Farris Hall, Room 106
CFLS 2017 Fall Lecture Series: Long Before OITNB, there was Caged!
Film Screening and Talk
With the growing popularity and accessibility of television series like Orange is the New Black and Wentworth, there is a renewed interest in the fictional construction of criminalized women. In this talk, Professor Bouclin explores the feminist jurisprudence circulated in the quintessential women in prison (WIP) movie, Caged (1950). Director John Cromwell brings together the aesthetic qualities of film noir and melodrama to tell a compelling story of the gradual declension of a young white woman with limited life options who nonetheless struggles to carve out choices within conditions of oppression and constraint. While recent iterations of the WIP genre may provide a more nuanced and rich palette of protagonists than those in Caged, the film remains relevant insofar as it asks: should prisons for women exist at all?

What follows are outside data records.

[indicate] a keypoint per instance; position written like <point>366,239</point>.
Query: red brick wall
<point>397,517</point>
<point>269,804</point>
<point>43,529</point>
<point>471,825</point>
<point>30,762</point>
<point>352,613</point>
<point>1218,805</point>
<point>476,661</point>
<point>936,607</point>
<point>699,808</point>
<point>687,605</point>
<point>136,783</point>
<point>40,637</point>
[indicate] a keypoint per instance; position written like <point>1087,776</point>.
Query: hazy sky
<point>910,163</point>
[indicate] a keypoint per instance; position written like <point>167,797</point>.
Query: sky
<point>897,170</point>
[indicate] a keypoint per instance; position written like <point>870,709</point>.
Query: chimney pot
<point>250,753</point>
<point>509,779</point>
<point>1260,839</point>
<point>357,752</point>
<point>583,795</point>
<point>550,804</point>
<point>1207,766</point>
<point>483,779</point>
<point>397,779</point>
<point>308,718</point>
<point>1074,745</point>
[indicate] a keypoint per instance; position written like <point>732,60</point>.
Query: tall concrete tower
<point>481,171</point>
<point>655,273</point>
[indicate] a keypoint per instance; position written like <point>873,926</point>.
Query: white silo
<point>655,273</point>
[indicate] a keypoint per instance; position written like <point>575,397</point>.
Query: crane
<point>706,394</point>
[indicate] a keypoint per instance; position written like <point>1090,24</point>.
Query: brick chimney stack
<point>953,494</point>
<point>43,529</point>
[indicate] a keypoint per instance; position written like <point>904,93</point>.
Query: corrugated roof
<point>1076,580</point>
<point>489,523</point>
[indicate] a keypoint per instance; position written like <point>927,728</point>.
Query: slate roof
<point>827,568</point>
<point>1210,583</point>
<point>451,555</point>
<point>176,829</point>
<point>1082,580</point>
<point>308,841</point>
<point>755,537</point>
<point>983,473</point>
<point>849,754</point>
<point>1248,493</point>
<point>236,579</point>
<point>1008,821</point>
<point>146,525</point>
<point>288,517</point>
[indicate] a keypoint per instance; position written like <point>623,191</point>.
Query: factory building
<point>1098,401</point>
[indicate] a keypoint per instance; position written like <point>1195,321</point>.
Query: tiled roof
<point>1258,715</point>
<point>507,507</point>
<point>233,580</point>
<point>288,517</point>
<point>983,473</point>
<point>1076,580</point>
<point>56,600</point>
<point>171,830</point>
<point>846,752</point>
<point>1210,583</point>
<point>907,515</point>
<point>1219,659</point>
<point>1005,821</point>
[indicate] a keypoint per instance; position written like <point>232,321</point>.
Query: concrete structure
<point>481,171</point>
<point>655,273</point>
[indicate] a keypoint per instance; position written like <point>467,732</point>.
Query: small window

Dr. Suzanne Bouclin is an Associate Professor at the University of Ottawa (Common Law), Faculty of Law. She teaches social justice and conflict resolution. Her innovative law, poverty and cinema class examines legal institutions through the theories and methods of film studies. She is an award-winning researcher, the first legal scholar to receive the Ontario Ministry of Research and Innovation’s Early Researcher Award and member of the Global Young Academy.